“Kembalikan! Kembalian sekarang! Ini tasnya Dini! Jangan macam-macam kau, Pencuri!”
Tak ada angin, tak ada hujan, seseorang datang dan menyebutku sebagai pencuri. Dari belakang, ditariknya tas bahu berwana pink yang bertengger di bahu kiriku. Sekuat tenaga, kupertahankan tas itu agar tak terlepas dari genggamanku. Geram akan kelakuannya, aku tak punya pilihan lain selain melawannya.
“Aaw! Sakiiit!” Orang itu langsung terjatuh setelah kutendang sekali tanpa menoleh. “Ka-kamu?!” ucap si penuduh terbata-bata saat melihat wajahku.
Mataku terbelalak kala mengenali orang yang sedang mengerang kesakitan itu. Aji?! Seribu kali berpikir, aku tetap tak mengerti penyebab dia bertindak demikian. Jelas-jelas, Aji tidak sedang bercanda tadi.
Dia tidak mengenaliku?! Waaah! Padahal baru saja kita ketemu di ruang ujian dengan pakaian dan tas yang sama. Daya ingatnya memang payah nih orang, simpulku dalam hati.
“Ma-maaf! Dari belakang, aku kira siapa,” ucap Aji dengan wajah pucat. Gemetaran, Aji menyentuh layar ponselnya. “A-aku harus pergi. Ada urusan mendadak,” katanya membuat alasan lalu berjalan cepat setengah berlari meninggalkanku sendiri.
Aku mendengus sambil membatin, Alasan yang bagus untuk melarikan diri.
Lagi-lagi tas bahu warna pink itu ditarik. Meski tarikannya tak sekuat orang sebelumnya, aku harus tetap waspada. Reflek, kugenggam tas itu lebih erat agar tak terlepas. Tapi lenganku malah ditepuk karenanya.
“Yu! Aku mau ambil tasku. Mau sampai kapan kamu bawain tasku?”
Ternyata Dini yang menarik tasnya. Tanpa kuketahui dia keluar dari toilet setelah Aji melarikan diri. Kusunggingkan senyum penuh kelegaan pada Dini. Akhirnya tas bahu itu kembali pada pemiliknya.
Kulepaskan ikatan rambutku sambil berjalan. Kuceritakan pada Dini, perbuatan Aji yang meneriakiku sebagai pencuri tas miliknya. Sepanjang jalan, Dini pun tak henti-hentinya terbahak mendengar isi curhatanku.

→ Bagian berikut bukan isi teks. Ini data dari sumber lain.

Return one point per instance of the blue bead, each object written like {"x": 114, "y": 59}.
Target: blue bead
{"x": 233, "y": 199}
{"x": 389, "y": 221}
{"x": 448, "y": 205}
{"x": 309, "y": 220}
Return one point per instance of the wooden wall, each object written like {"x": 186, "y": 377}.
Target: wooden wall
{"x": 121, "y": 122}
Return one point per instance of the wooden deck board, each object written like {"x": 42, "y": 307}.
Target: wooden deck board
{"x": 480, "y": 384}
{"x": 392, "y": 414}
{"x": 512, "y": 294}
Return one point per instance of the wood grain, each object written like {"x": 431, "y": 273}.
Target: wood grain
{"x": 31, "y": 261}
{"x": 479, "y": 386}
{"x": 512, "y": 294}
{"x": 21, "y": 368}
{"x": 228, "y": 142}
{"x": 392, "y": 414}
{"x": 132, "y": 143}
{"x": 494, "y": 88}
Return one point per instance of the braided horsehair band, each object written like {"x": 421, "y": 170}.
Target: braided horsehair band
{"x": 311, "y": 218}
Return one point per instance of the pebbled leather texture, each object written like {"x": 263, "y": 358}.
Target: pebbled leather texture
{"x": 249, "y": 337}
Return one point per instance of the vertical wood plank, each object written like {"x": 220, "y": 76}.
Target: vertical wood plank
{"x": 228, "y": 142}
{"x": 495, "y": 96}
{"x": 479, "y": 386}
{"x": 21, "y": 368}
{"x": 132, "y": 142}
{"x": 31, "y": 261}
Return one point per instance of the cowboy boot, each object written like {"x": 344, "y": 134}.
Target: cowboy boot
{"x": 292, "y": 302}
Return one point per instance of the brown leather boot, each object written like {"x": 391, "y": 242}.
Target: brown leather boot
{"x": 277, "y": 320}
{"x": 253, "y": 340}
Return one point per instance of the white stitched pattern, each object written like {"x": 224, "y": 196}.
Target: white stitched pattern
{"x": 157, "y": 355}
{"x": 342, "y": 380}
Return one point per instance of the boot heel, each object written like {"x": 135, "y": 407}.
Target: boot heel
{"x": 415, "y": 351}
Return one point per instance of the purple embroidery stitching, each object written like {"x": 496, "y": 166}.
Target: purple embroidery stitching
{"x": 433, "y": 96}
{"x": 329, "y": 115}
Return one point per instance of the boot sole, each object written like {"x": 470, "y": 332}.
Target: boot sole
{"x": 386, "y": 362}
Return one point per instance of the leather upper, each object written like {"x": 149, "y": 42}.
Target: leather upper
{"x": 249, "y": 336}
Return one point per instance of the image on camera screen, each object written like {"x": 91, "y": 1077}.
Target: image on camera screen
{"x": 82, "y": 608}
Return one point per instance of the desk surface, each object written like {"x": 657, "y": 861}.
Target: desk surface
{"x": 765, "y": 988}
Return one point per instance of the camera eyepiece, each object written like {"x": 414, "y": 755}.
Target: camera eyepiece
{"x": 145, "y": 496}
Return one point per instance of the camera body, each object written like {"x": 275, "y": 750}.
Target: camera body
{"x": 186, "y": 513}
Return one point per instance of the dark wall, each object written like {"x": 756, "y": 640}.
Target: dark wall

“Yu! Aku tunggu di kosan ya? Jangan lama-lama,” kata Dini sebelum pergi, “satu lagi. Jangan lupa makanannya! Itu yang penting. Menunya kayak biasa. Kamu tahu kan, seleraku? Nanti aku bayar di kos,” tambahnya.
“Siap! Pesanan anda akan segera diantar,” balasku ramah bak seorang customer service.
Aku dan Dini berpisah di depan rumah sekaligus warung ibuku. Sebelum masuk rumah, kuingatkan Dini sekali lagi agar ia menyiapkan kebutuhan pulang kampungnya dengan teliti. Untungnya dia terlihat lebih tenang daripada sebelumnya. Keceriaan dalam wajahnya pun telah kembali.
“Sarah!” Wajahku terangkat saat melihat wajah lucu keponakanku yang masih balita. “Atututu, atuu,” ucapku, mencoba berkomunikasi dengan bahasa bayi.
Sarah tertawa mendengar ucapan anehku. Reaksinya memang tak pernah mengecewakan. Rasa lelah dan gerah yang kurasakan pun reda setelah melihat ekspresinya. Kucubit pipi orang yang sedang menggendong Sarah, yaitu kakakku. Dengan wajah lelahnya, kak Sinta masih sempat mengomel dan menyuruhku segera makan siang.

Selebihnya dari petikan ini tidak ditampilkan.